The question town-hall participant Katherine Fenton asked was this: “In what new ways do you intend to rectify the inequalities in the workplace, specifically regarding females making only 72 percent of what their male counterparts earn?”
Romney's answer, parsed: “None.”
Update: Somebody I know submitted the following Amazon.com customer review of the TOPS Cardinal XtraValue D-Ring Binder, 3 Inch. It seems it takes 48 hours for a review to be processed, & I have a feeling the Amazonians -- unless they are Amazon women -- may not approve the review.
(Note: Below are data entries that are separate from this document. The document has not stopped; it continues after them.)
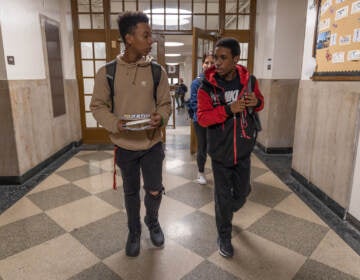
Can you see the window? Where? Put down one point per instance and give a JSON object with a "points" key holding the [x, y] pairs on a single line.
{"points": [[54, 61]]}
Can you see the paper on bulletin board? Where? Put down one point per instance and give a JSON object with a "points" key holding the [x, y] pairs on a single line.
{"points": [[338, 38]]}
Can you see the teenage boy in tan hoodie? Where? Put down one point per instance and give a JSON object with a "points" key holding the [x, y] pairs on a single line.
{"points": [[136, 148]]}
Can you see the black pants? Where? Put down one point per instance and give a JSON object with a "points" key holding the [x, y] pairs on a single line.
{"points": [[232, 186], [150, 163], [201, 147]]}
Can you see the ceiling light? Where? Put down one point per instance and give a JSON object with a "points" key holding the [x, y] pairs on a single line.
{"points": [[173, 44], [172, 16], [172, 54]]}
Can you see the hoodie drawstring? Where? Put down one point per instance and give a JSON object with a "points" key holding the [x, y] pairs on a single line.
{"points": [[114, 171]]}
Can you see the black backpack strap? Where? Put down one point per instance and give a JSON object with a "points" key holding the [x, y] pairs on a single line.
{"points": [[110, 76], [156, 72], [251, 87]]}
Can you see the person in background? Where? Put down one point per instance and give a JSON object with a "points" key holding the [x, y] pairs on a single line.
{"points": [[225, 105], [180, 92], [208, 61], [140, 150]]}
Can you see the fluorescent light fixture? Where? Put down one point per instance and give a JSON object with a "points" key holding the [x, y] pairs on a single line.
{"points": [[172, 16], [173, 44]]}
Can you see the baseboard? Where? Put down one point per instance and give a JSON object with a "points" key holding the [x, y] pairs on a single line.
{"points": [[352, 220], [324, 198], [277, 150], [18, 180]]}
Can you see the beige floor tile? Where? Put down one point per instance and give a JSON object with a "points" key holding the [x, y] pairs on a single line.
{"points": [[334, 252], [59, 258], [249, 214], [50, 182], [293, 205], [171, 181], [170, 211], [173, 163], [256, 258], [83, 153], [271, 179], [106, 164], [22, 209], [97, 183], [171, 262], [209, 209], [180, 130], [255, 161], [81, 212], [73, 162]]}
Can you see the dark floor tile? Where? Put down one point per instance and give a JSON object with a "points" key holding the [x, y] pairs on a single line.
{"points": [[58, 196], [96, 156], [256, 172], [192, 194], [266, 194], [26, 233], [197, 232], [208, 271], [115, 198], [80, 172], [97, 272], [104, 237], [179, 154], [291, 232], [318, 271]]}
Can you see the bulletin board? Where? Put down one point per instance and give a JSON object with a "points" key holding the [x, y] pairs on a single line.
{"points": [[337, 45]]}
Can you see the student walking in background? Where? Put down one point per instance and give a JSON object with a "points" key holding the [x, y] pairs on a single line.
{"points": [[208, 61]]}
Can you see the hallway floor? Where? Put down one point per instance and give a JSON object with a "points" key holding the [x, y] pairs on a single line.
{"points": [[72, 225]]}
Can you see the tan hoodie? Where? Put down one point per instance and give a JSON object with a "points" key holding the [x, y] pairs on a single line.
{"points": [[133, 90]]}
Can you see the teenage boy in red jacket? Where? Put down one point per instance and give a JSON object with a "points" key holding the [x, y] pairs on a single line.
{"points": [[225, 107]]}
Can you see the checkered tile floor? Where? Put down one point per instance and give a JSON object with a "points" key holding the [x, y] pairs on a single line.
{"points": [[73, 226]]}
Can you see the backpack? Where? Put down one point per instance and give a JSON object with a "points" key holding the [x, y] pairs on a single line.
{"points": [[110, 75]]}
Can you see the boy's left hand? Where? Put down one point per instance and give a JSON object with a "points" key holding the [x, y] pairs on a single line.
{"points": [[251, 100], [155, 120]]}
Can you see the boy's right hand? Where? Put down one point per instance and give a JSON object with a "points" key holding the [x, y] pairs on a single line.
{"points": [[238, 106], [121, 125]]}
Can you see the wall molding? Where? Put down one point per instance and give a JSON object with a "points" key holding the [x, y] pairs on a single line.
{"points": [[336, 208], [18, 180], [275, 150]]}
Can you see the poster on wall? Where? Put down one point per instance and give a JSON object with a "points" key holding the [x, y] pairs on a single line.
{"points": [[337, 44]]}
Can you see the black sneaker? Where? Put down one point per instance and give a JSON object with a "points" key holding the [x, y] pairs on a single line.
{"points": [[225, 247], [156, 233], [133, 244]]}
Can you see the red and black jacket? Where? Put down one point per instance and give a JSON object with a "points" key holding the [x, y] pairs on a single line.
{"points": [[227, 133]]}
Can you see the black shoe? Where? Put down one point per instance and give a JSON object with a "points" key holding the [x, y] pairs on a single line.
{"points": [[133, 244], [156, 233], [225, 247]]}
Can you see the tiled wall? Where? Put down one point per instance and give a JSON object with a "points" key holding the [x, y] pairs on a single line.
{"points": [[8, 154], [38, 134], [325, 136], [278, 116]]}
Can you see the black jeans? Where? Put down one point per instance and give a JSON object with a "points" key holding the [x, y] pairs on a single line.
{"points": [[150, 163], [232, 186], [201, 147]]}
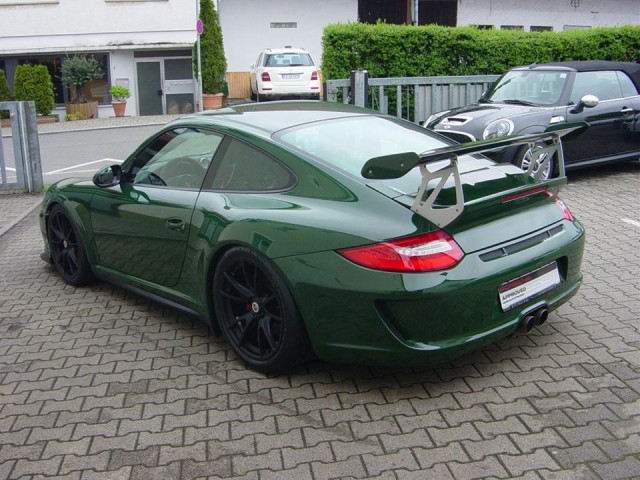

"I love this binder. I used to have several. I chose red ones. They were the perfect size for my hobby, which was keeping binders full of women. The binders are very sturdy so the women didn't fall out or get wrinkled. The mechanism on the D-ring opens and closes easily, though, so when I wanted to add or discard a woman, I didn't have to exert much effort. When I left my job in Massachusetts, my staff purged all of my records, and unfortunately they discarded my binders full of women. I wish I still had them. If I get a new job that's anything like my old job, you can be sure I'll get some more of these binders and fill them full of women. And gay people. Possibly I'll purchase a 1-inch binder and fill it full of darker-complexioned people. Or any sort of people I'm not familiar with."